The Lucid Air launched to supernumerary acclaim, boasting nearly four-figure horsepower and over 500 miles of range. While more attainable models, better suited to grocery-getting than barnstorming, are critical to the future of the brand, dreamers gotta dream—which is why Lucid Motors started planning an even larger-than-life flagship from the get-go.
“We always knew there was going to be a super-duper performance version of the car,” says Derek Jenkins, Lucid’s senior vice president of Design and Brand, “so over the last two years we went all-in on Sapphire development and leaned much heavier on the performance side.”
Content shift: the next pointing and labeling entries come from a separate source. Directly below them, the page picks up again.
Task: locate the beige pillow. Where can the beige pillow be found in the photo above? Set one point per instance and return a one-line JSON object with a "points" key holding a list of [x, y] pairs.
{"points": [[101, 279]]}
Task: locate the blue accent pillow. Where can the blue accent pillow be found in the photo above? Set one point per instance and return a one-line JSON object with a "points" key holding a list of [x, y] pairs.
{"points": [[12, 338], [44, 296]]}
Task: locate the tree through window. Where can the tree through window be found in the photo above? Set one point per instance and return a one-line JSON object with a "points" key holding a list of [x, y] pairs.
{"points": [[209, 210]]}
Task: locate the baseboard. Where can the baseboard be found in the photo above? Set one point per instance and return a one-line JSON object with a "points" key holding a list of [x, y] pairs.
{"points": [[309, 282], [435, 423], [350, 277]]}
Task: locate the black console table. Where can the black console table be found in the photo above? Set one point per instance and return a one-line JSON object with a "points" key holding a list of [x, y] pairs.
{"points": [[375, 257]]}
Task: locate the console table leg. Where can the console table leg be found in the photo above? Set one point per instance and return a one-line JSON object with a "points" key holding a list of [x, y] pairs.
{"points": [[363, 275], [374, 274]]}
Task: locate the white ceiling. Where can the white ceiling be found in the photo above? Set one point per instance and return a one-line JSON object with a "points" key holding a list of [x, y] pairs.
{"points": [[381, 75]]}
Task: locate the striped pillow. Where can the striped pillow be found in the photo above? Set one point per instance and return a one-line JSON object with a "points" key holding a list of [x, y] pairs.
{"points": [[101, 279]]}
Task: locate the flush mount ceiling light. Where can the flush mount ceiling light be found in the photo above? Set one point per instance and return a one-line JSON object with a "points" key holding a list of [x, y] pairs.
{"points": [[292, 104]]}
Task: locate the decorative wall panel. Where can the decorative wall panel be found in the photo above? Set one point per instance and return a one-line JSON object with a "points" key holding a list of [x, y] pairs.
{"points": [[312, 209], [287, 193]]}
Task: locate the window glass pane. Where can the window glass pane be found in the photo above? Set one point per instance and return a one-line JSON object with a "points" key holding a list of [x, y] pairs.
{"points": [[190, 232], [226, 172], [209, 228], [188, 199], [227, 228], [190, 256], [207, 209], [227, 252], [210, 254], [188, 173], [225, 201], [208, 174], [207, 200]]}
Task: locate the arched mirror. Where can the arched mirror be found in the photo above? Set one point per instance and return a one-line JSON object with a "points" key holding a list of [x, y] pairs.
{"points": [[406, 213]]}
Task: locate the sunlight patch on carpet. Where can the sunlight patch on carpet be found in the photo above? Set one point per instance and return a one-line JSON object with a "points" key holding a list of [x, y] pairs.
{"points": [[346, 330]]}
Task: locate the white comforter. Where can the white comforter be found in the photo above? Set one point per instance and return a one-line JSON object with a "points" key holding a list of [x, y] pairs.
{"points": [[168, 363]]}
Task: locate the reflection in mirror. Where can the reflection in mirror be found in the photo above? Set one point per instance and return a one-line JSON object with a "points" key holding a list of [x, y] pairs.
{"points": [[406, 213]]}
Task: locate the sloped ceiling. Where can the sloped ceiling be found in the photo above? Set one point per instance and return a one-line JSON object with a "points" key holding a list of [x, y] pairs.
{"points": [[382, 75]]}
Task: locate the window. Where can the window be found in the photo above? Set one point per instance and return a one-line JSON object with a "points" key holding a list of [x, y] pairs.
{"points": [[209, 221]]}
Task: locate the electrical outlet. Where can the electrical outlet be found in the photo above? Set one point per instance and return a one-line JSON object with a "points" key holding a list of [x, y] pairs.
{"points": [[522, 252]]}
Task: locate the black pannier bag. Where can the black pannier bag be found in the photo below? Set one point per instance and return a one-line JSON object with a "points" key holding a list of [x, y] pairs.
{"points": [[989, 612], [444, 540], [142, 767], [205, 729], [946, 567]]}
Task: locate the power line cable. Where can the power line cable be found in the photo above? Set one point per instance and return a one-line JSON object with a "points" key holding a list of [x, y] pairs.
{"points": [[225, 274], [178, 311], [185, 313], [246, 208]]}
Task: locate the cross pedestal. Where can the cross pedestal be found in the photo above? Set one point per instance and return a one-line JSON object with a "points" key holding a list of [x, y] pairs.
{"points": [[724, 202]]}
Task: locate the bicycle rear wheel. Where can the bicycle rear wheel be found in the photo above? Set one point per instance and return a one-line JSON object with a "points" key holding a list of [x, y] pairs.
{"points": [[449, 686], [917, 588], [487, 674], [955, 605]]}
The Sapphire is, to put it mildly, unlike any Lucid Air before it, even surpassing the Grand Touring Performance version that stole the show at the 2022 Goodwood Festival of Speed. Sure, the new range-topper sits hunkered down with flared shoulders, menacing wheels, and a naughty upturned spoiler—all the obligatory visual signifiers of an ultra-powerful cruiser. But the quantum leap in capability forms some startling numbers: 1,234 hp and 1,430 ft lbs of torque from three motors and a 118 kWh battery. The power-train configuration hurtles the 5,336-pound sedan to 60 mph in 1.89 seconds and gives it a top speed of 205 mph. Oh, and it’ll drive 427 miles before it runs out of charge (depending on the nature of the driving, of course).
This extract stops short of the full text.